Data Mining and Data Visualization Tools

mcb · May 6, 2012

I have created a 4-level graph (board/topic/message/term), but I haven't figured out what to do with it yet within Gephi, other than verify that it contains the data I expect it to contain. It can be downloaded here.

name · May 6, 2012

Megan said:
I have created a 4-level graph (board/topic/message/term), but I haven't figured out what to do with it yet within Gephi, other than verify that it contains the data I expect it to contain. It can be downloaded here.

What I did with it after downloading:
After I load it, I let it calculate the statistics shown on the right-side panel. Then used the "Yifan-Hu Proportional" layout and set the "optimal distance" parameter above 250 so the nodes dont stick too much to each other.

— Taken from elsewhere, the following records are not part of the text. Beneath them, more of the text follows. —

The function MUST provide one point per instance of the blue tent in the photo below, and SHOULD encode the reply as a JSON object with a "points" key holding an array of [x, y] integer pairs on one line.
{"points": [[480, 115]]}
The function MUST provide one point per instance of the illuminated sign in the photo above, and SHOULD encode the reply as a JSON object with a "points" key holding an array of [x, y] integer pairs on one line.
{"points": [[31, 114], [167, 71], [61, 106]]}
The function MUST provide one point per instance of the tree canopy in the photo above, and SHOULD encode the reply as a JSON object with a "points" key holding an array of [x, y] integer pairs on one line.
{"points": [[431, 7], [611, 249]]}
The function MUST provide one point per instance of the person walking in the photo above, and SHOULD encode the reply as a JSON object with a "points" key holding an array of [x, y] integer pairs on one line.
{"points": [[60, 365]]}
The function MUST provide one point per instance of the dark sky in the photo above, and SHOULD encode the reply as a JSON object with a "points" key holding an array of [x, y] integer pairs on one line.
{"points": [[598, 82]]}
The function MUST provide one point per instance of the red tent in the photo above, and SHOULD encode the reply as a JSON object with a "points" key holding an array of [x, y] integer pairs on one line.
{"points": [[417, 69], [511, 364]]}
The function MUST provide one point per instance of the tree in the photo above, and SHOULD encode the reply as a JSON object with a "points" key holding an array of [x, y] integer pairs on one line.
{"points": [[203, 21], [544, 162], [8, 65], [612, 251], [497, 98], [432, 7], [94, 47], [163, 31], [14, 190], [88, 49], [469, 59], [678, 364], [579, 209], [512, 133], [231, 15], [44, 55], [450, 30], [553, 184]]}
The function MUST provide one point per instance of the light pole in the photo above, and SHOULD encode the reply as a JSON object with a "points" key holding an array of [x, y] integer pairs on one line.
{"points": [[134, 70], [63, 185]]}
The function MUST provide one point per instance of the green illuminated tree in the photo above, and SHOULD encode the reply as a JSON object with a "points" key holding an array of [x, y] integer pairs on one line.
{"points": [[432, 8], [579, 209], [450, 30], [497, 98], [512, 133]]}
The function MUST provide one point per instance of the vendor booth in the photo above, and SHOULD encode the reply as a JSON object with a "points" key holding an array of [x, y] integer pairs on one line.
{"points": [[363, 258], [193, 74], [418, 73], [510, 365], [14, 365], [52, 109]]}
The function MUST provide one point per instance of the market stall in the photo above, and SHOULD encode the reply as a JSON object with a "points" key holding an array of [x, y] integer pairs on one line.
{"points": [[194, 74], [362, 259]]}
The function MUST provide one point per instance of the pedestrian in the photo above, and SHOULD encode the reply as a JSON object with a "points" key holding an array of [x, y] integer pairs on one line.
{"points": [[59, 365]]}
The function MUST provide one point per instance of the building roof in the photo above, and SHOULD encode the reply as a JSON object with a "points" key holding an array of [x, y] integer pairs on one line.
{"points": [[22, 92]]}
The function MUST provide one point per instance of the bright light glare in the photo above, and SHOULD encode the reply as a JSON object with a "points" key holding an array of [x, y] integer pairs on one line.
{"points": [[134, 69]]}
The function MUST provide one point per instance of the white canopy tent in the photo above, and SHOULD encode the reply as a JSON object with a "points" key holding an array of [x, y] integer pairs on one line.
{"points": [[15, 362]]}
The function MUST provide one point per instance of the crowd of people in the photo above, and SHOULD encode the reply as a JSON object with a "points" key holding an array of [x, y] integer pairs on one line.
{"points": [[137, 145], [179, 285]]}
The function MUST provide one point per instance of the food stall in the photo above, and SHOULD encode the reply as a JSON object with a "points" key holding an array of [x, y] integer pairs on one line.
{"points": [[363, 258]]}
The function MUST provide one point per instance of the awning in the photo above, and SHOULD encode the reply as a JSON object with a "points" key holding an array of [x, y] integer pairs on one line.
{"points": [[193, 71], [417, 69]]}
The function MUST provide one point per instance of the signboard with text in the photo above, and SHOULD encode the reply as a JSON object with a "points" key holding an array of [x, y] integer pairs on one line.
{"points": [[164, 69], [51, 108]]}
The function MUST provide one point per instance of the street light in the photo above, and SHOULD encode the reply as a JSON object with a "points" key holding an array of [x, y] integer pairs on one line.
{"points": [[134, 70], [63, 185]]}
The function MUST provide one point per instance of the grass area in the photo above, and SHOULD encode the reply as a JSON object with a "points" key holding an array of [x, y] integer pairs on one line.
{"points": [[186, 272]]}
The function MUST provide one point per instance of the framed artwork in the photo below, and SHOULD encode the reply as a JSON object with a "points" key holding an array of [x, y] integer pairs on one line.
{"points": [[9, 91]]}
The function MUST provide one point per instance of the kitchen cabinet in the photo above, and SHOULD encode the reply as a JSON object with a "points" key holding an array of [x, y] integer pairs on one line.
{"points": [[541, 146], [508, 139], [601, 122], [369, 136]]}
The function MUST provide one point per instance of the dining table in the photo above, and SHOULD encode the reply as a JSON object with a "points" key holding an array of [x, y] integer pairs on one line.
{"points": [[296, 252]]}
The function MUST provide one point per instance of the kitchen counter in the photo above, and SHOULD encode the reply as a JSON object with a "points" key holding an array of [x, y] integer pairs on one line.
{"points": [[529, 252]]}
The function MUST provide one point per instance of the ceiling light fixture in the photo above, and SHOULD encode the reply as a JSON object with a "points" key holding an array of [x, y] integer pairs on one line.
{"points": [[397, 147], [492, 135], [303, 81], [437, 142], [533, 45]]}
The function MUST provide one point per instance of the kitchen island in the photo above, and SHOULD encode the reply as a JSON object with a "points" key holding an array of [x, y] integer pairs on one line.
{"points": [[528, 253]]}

Some nodes cluster in the center and other remained in the periphery.
I then ranked the nodes according to "authority" and let it apply color. I also ranked the nodes according to "Hub" degree and let it resize the nodes.
If I understand correctly what I see, the most important threads of the forum are "Diet and Health", "Whats on your mind" and "Suggest an article for SOTT", and the outsider among the threads is "Cryptozoology".

mcb · May 7, 2012

Well that is encouraging! I am working on a new version now that relates the terms in a given message to the predecessor messages instead of the individual terms within those messages. It seems like that is really what is of interest -- "which prior messages contain each term in this message?" The only reason I made the terms their own (4th) level was the Gephi "parallel edge" restriction. I have also given each node level a different color (in the upcoming version of the data).

At the moment, now that I see that there might be something useful coming out of this tool, I am cleaning up the structure of the relational database, which I created quite hastily. I will generate a new graph when everything is running again.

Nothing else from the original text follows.